You’ll note the title of this post is “World Neuroendocrine Cancer Day” and that is because (so called) “NET Cancer Day” is not good awareness. It’s a terrible joining of cancer words and does not make sense as there is no such term as “Neuroendocrine Tumour Cancer”. And if we use just “NET” then in cancer classification terms, it can be perceived we excluded the Neuroendocrine Carcinoma (NEC) guys who need just as much awareness as we do (perhaps more).
The build-up to these events normally doesn’t start in earnest until around 3 months prior to 10 Nov. On or around this day, people meet up, patient conferences and support meetings are held, thousands of tweets and Facebook posts are published, people make and eat cakes, and money is raised. I suspect awareness of Neuroendocrine Neoplasms benefits, but these things can quickly be forgotten outside the rather small world of patients, specialists, supporters and advocates. Tick, we had the special day – let’s do it again next year.
If ‘N’ is equal to the amount of awareness you can physically do, then ‘N + 1’ is the amount of awareness you need. You can never have enough awareness. For me, one day doesn’t cut it. Some cancers have a whole month, some cancers less common than ours even have a whole week or month. If we want to get better known in the community, we not only need new and better messages and campaigns, but we also need to do more than one day!

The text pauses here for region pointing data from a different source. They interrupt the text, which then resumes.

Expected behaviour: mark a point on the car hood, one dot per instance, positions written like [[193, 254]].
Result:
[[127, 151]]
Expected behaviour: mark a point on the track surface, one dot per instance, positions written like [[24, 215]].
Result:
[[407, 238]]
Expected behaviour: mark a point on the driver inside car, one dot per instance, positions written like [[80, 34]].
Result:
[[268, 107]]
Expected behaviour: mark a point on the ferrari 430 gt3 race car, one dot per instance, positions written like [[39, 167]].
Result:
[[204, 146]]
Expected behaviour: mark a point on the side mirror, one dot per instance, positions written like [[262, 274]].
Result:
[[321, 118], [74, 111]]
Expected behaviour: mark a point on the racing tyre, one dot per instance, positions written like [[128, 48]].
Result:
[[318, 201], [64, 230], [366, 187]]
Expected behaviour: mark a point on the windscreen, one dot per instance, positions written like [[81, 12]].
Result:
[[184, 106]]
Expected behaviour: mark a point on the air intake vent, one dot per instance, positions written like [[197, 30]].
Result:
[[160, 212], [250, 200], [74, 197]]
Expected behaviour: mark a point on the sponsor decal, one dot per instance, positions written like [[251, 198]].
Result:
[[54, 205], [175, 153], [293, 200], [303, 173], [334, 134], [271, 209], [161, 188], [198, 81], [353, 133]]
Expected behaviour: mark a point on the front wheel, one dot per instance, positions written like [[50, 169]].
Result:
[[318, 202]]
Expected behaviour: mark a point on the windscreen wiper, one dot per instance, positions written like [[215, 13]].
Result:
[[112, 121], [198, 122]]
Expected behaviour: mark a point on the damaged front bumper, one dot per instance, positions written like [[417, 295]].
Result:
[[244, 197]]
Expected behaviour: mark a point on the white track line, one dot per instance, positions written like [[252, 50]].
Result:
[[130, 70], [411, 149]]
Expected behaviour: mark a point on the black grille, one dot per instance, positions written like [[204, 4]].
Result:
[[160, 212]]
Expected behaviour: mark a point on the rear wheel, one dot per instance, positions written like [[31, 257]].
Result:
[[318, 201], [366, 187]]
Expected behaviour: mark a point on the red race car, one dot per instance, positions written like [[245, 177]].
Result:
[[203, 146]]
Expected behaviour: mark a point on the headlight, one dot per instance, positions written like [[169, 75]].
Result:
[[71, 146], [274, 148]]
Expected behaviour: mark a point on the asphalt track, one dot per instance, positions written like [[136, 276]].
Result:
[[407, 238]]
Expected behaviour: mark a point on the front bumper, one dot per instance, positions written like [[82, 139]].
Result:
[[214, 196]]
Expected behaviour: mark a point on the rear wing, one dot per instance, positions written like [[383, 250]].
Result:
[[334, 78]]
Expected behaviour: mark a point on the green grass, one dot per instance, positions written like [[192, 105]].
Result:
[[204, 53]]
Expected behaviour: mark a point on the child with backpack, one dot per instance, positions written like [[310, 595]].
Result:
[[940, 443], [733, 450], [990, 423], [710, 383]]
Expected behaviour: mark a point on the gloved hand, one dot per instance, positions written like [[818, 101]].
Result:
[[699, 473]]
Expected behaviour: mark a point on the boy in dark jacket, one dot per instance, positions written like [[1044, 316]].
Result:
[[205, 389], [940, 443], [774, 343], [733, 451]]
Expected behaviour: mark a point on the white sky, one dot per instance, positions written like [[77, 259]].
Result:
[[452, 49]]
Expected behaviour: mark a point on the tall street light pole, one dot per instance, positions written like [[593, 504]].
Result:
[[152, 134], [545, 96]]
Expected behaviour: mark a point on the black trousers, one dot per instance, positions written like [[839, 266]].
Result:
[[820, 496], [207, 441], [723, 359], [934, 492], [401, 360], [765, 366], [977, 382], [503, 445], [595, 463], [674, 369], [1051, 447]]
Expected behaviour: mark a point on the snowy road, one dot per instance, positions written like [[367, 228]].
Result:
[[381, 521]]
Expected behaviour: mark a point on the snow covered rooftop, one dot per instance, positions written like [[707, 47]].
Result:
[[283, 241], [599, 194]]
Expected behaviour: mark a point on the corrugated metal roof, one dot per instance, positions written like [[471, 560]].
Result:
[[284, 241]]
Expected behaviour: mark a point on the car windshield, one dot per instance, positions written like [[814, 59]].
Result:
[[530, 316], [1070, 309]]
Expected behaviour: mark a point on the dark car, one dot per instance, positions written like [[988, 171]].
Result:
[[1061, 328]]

I’m in awe of those advocate organisations who organise these annual events and the patients who gladly join in to help by giving up their time. There’s a lot of time and effort required. It may seem rather easy for me as I sit in my chair doing my bit – but nowadays as my social media footprint has spread to almost all the continents. I’m getting more invites to talk to people outside of our community – exactly where we need the awareness. But it’s true to say that most of my work is online, and that’s a big advantage because we now live in a connected world where there is an almost unlimited reach to a broad spectrum of people ranging from politicians to the worried well looking for a diagnosis. They all have something in common though …. they’re all connected to the internet and looking for information, looking for a feed. Social media is really powerful, but the message needs to be compelling to persuade someone to read my feed repeatedly. I guess when you are marketing something on a face-to-face basis, it’s a different ball game but the principles of persuading someone to ‘read your feed’ are the same.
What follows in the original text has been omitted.